Part of the reason I started this blog was because I felt like it was time to tell the story of what I went through with this friend because I believe my story can help others. It's not about shaming the person, which is why I won't ever use his real name, but it's about helping someone else move on and heal. Sometimes, in the midst of abuse it's hard to see we are being abused, but we know something isn't right. It's when we distance ourselves from it or have the chance to be delivered from it, we gain a better perspective and can see more clearly. Things in this life may be rough, but there is always hope and change can happen if we let it. I am living proof of that.
My best friend and I did everything together. I spent hours with him daily and I trusted him completely. Little by little things began to change, and honestly, at the time, I didn't quite see the change clearly. I was working full time, so I paid every time we went out. Not a big deal to me, since I had the money, and I tend to be generous.
About 6 months into our friendship, things turned and he became physical. I remember the first time it happened, and I left. I wasn't the type of person to put up with that. No one laid a hand on me and no one laid a hand on my friends either. I hadn't been on the road home not even 5 minutes, when I knew I had to go back. He was suicidal. Looking back now, I realize that God sent me back there to keep him from doing something awful, but I chose to stay in that friendship longer than I was asked. After all, he was family in my mind.
Things didn't stay physical though, the second time it happened, we were in the car on the way to work. He was driving my car (because he had to be in control), and he needed a job, so I had gotten him one at the store I managed at the mall. I don't remember why, but something I said angered him that morning and he pushed me hitting my head on the car window. I freaked out. All I could think about was the fact I had nowhere to go. We were on the interstate going probably over 70 mphs and I was stuck. I arrived to work visibly shaken and tried to play it off to one of the sales girls that worked with me. Thankfully, it was the last time he was ever physical because I think at he realized that was a boundary he couldn't cross with me and keep me as a friend.
The friendship lasted 8 years and even though the physical abuse didn't continue, the emotional abuse he put me through was excruciating. I don't always remember a lot of the specifics because after the friendship was over, I got healing. I had a few spiritual experiences which allowed me to let go, and for me letting go means actually releasing, so I can talk about the things I do remember now, but there's no emotional garbage attached.

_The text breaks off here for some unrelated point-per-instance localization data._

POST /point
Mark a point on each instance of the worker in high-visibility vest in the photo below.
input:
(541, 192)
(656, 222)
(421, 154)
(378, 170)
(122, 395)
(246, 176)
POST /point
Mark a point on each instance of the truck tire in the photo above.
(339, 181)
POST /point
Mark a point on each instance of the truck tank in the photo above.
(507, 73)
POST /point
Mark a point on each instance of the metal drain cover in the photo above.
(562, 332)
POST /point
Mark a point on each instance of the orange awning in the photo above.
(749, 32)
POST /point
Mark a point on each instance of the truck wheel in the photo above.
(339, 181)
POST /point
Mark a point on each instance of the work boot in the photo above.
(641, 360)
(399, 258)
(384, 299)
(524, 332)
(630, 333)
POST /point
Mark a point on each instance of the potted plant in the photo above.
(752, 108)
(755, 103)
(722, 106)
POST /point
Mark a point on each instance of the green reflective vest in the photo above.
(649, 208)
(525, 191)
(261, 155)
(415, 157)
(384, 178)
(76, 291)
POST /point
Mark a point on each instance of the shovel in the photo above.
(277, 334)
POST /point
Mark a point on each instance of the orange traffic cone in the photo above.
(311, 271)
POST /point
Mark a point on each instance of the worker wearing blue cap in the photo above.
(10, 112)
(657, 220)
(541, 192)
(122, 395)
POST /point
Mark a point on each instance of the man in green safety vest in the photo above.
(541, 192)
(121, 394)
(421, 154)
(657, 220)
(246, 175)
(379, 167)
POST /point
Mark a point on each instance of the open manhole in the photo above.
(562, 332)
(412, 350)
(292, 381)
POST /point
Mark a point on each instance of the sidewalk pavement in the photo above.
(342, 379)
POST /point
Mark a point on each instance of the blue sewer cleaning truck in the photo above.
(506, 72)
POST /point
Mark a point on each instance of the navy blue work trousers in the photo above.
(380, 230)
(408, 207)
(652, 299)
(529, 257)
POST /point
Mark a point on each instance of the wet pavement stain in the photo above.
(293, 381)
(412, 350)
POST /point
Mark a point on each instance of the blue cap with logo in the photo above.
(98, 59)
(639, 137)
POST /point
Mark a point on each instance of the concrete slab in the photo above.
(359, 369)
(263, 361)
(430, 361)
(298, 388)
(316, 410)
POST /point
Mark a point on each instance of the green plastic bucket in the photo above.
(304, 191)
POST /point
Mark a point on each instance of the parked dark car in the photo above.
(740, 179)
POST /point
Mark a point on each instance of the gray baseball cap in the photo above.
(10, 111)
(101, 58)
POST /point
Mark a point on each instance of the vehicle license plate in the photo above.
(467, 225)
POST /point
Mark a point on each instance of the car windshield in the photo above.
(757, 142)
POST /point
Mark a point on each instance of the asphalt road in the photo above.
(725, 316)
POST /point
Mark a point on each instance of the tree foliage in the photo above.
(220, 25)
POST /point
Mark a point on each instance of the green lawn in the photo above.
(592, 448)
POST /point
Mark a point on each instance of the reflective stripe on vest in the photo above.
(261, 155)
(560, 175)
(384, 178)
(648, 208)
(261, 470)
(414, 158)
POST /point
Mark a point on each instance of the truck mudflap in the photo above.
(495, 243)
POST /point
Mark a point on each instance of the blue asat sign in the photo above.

Part of the reason I started this blog was because I felt like it was time to tell the story of what I went through with this friend because I believe my story can help others. It's not about shaming the person, which is why I won't ever use his real name, but it's about helping someone else move on and heal. Sometimes, in the midst of abuse it's hard to see we are being abused, but we know something isn't right. It's when we distance ourselves from it or have the chance to be delivered from it, we gain a better perspective and can see more clearly. Things in this life may be rough, but there is always hope and change can happen if we let it. I am living proof of that.